Last year proved to be nothing more than a tease to the fan base. It was a ruse to do nothing more than raise hopes so high that crushing them this season would be even more painful. There's been plenty of hurt over the years, but this year's was of a different variety.

The Charles Smith missed layups (and uncalled fouls) in Game 5 against the Bulls in 1993 still make me cringe. The missed opportunity to win an NBA championship against the Rockets the following season is still a black mark on the Patrick Ewing era. Ewing's missed finger roll against the Pacers the following year was perhaps the most painful moment of my sports adolescence.

Jumping ahead to 1997, the Knicks won 57 games and had played the 70-win Bulls extremely tough during the regular season. The Knicks never had a chance to see if they could beat Michael Jordan one more time because of the suspensions resulting from the P.J. Brown-Charlie Ward brawl in Game 5 of the second round of the playoffs against the Heat. It would be the last time the Knicks would have a healthy Ewing in his prime to go along with Allan Houston, Larry Johnson and Charles Oakley. The following season, Ewing would break his wrist after Andrew Lang pushed him out of bounds. Ewing would never be the same.

The magical run to the finals in 1999 was ruined when Ewing tore his Achilles tendon in the playoffs against Indiana, leaving the Knicks with a one-legged Johnson and Chris Dudley to deal with David Robinson and Tim Duncan. The final run for that group was disappointing as well, a first-round loss to the Raptors in five games. It was an early signal of what a huge mistake the Ewing trade truly was.

All of the above featured a lot of winning, but disappointment at the end. It was something Knicks fans would miss for the next 10 years when the team bottomed out into disaster.

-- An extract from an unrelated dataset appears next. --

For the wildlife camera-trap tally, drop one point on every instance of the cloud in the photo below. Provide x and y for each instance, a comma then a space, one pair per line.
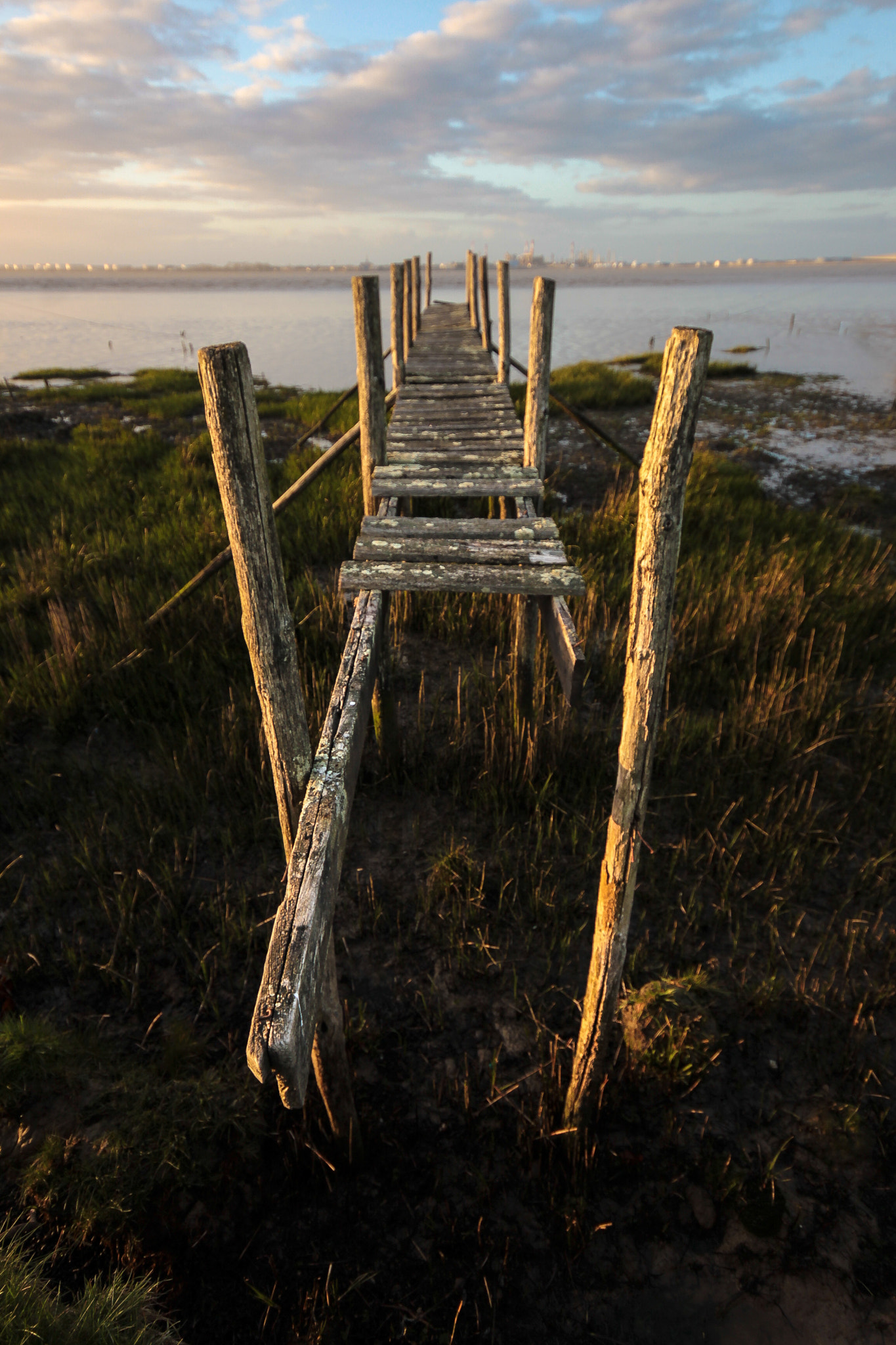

There was a decade of being awful thanks to Scott Layden, Isiah Thomas, James Dolan, Stephon Marbury and Eddy Curry. At least the expectations were always low, spare perhaps for the one season where the appearance of Larry Brown brought disaster rather than success. Until this year, there was never a season where everyone expected the team to be a good Eastern Conference playoff team.

But the team fell well short of those expectations. The fact that this team managed something that might have been worse than anything a Knicks fan has seen in 20 years is quite amazing.

Coming off a 54-win season and not losing significant talent, spare a few veteran pieces, the Knicks will win no more than 37 games. Carmelo Anthony was on the court all year. Tyson Chandler and Ray Felton missed some time early in the year but nothing that should have short circuited the season. Andrea Bargnani was an added piece that missed time, but he often hurt as much as he helped. Kenyon Martin was a legitimate loss on the defensive end. But if you put all those injuries together, nothing justifies a 17+ drop-off.

The team was put together poorly in the offseason, coached terribly by Mike Woodson and the players failed to put forth an honest effort from night to night.

The team's defense collapsed for long stretches of the season, and the backcourt played worse than any other set of guards in the league for much of the season. No one is blameless in this mess of a season.

Oh, and by the way, Iman Shumpert regressed. The team has no draft picks (or a first rounder in 2016 due to the Bargnani trade), they might lose Carmelo Anthony for nothing in free agency and they have no cap room to improve in the offseason. The only silver lining is that the failure prompted the addition of Phil Jackson, the latest savior to arrive at 2 Penn Plaza.

High expectations followed by low output is the worst thing that can happen to a fan base, and this group of Knicks managed to pull off just that this year. It was nice for the franchise to pull off the one type of pain their fans hadn't felt yet. Perhaps now, Jackson can pull this franchise out of the pit. Knicks fans have earned it.